Format a CSV Time-Series Dataset
Time-series CSV files are the standard output format for monitoring systems, IoT sensors, and analytics exports. Consistent timestamp formatting is critical for correct sorting and charting. This example shows a server metrics time series with CPU, memory, and request rate columns. The CSV viewer lets you verify the timestamp format and spot gaps or anomalies before feeding the data to a visualization tool.
Example
timestamp,cpu_percent,memory_percent,requests_per_sec,error_rate 2024-01-15T10:00:00Z,23.4,61.2,142,0.001 2024-01-15T10:05:00Z,45.1,63.5,287,0.002 2024-01-15T10:10:00Z,82.3,71.8,521,0.012 2024-01-15T10:15:00Z,91.7,79.2,634,0.041 2024-01-15T10:20:00Z,54.2,68.1,312,0.008 2024-01-15T10:25:00Z,28.9,62.4,167,0.001
FAQ
- What timestamp format should I use in CSV files?

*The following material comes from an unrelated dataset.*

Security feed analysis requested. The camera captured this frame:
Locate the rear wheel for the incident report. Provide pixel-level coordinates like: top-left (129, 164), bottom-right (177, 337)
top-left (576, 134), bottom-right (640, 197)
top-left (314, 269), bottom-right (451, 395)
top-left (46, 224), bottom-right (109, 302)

- Use ISO 8601 format (YYYY-MM-DDTHH:MM:SSZ) with UTC timezone. This format sorts lexicographically, is unambiguous, and is parsed correctly by virtually all tools.
- How do I resample time-series data to a different interval?
- In Python, pandas provides resample() for aggregating time-series to different intervals. In SQL, use DATE_TRUNC with GROUP BY to bucket rows into fixed time windows.
- How do I detect gaps in time-series data?
- Sort by timestamp and check that the difference between consecutive rows equals your expected interval. Any larger gap indicates missing data that may need interpolation or flagging.